A serious vulnerability in Adobe Type Manager Library, a Windows DLL file used by numerous software applications, is being actively exploited, but so far only in a very limited way.
The vulnerability technically could affect all versions of Windows, but security features in current releases of Windows 10 seem to provide sufficient protection.
So far the attacks only seem to be targeting Windows 7 computers. Given that Windows 7 is no longer supported by Microsoft, we might expect that this bug would remain unpatched forever. But Microsoft has shown that it is willing to provide certain post-support Windows 7 security updates to the general public.
In any case, if you run Windows 7, the advice for fending off attacks using this vulnerability are basically the same as always: exercise extreme caution when opening suspicious documents. Even simply previewing an infected document in the Windows Explorer preview pane can allow a Windows 7 computer to be exploited remotely.
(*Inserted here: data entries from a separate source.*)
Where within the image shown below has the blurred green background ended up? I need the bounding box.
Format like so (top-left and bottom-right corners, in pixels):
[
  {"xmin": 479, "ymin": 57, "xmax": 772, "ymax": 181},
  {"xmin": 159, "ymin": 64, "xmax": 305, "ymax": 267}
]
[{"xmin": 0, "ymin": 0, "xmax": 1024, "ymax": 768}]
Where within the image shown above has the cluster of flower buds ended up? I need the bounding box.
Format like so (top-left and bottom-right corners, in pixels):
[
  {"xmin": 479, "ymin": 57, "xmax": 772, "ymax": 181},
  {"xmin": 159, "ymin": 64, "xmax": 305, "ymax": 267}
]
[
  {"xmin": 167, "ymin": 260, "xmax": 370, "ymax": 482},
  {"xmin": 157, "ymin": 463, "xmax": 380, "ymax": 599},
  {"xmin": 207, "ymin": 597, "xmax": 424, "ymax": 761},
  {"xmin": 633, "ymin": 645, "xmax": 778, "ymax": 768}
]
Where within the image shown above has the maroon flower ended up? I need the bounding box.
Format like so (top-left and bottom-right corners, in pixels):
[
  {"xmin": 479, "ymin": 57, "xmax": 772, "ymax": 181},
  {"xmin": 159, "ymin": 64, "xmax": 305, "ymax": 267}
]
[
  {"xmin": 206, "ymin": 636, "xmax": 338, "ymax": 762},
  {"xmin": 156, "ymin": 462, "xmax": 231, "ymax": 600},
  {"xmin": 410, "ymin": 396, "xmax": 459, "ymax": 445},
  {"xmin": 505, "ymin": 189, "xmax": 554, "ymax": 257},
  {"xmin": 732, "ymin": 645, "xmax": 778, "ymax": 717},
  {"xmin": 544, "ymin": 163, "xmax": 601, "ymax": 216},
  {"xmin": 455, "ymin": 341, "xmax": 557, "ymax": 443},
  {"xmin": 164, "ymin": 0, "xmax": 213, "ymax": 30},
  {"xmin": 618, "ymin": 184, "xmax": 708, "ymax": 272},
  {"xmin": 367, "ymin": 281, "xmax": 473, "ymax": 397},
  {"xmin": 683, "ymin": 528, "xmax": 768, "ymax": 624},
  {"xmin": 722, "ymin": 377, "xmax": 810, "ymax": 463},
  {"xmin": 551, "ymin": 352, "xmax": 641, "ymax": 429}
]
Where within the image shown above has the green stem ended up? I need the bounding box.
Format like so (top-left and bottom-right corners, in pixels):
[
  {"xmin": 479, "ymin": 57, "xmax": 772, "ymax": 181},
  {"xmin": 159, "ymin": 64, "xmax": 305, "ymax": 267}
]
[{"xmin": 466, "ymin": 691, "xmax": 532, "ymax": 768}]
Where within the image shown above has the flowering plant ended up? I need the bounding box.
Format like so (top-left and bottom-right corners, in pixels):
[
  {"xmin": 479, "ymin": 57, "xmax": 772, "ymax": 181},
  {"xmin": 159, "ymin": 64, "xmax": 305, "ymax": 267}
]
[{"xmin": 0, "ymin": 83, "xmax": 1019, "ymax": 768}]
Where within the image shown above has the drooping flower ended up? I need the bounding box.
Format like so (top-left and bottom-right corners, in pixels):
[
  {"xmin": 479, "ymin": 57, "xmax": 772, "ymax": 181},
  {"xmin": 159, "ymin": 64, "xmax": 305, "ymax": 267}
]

So the old advice about disabling preview panes remains valid. Any software that shows a preview of the contents of a file or email is in effect opening that file or email, which can trigger an embedded exploit on vulnerable computers. I strongly recommend disabling all such functionality, so that files and emails are never opened unintentionally, and to see the contents of files and emails, you must explicitly open them.
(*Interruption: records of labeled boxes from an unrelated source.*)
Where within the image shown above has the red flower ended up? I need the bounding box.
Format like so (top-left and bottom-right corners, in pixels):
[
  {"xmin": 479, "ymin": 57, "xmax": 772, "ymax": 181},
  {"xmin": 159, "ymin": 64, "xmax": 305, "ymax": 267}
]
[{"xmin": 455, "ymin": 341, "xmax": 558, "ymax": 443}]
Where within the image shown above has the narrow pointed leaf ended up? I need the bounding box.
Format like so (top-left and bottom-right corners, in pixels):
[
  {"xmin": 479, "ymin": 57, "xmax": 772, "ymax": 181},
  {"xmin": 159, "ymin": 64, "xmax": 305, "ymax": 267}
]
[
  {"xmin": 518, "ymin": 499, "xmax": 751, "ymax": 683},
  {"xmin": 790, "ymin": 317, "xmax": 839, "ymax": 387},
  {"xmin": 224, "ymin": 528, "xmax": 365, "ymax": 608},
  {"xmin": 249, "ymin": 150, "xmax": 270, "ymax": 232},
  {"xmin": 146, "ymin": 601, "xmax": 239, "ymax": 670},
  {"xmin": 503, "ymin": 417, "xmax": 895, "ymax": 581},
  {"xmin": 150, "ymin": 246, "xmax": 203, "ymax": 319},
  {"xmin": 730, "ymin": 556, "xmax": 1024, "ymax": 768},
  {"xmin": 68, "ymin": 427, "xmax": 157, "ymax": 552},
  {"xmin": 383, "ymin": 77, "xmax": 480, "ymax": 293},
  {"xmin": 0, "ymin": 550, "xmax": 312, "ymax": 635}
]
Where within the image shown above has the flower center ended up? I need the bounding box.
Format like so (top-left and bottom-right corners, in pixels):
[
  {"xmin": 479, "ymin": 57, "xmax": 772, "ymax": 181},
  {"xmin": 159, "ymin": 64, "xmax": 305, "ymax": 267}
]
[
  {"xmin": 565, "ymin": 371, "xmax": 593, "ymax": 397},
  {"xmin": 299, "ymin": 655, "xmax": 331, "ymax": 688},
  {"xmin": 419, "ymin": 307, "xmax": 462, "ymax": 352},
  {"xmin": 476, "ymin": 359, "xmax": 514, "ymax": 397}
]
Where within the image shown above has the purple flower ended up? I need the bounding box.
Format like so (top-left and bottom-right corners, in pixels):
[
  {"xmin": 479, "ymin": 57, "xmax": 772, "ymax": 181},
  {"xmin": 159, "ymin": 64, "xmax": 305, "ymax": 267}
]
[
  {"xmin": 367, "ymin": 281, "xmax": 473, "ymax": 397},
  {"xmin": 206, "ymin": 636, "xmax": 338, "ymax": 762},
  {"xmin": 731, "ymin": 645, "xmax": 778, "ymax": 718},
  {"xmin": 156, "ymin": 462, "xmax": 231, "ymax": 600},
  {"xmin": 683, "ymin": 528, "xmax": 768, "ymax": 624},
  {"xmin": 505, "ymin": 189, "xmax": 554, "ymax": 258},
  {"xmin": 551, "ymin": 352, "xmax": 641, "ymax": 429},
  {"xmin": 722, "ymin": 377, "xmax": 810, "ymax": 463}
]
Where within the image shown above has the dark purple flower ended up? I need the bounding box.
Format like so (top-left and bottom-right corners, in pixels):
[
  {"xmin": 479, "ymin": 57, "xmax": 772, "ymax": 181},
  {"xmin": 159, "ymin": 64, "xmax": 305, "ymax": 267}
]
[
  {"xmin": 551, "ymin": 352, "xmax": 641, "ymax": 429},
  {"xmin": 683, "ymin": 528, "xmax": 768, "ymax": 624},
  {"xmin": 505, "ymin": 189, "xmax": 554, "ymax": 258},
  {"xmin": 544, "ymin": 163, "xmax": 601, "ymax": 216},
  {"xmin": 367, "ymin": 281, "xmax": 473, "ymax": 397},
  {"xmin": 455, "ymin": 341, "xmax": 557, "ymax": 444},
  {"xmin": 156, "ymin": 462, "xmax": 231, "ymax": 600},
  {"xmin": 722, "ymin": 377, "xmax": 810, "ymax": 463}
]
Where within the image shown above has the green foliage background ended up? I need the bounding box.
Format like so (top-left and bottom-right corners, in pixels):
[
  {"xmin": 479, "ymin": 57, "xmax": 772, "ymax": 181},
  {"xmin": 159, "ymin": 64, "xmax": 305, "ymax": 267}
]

The related security advisory published by Microsoft also includes some workarounds, but these involve making changes to Windows that are themselves risky.
Given the wording of Microsoft’s bulletin, it seems likely that the NSA discovered this vulnerability and developed the exploit, which they are now using in their investigations. If that’s the case, the NSA may — in the post-EternalBlue/WannaCry world — have decided to inform Microsoft for the good of all.
In other words, for now you’re safe unless you’re the target of an NSA investigation. But it won’t be long until exploits attacking this vulnerability are in the hands of malicious actors.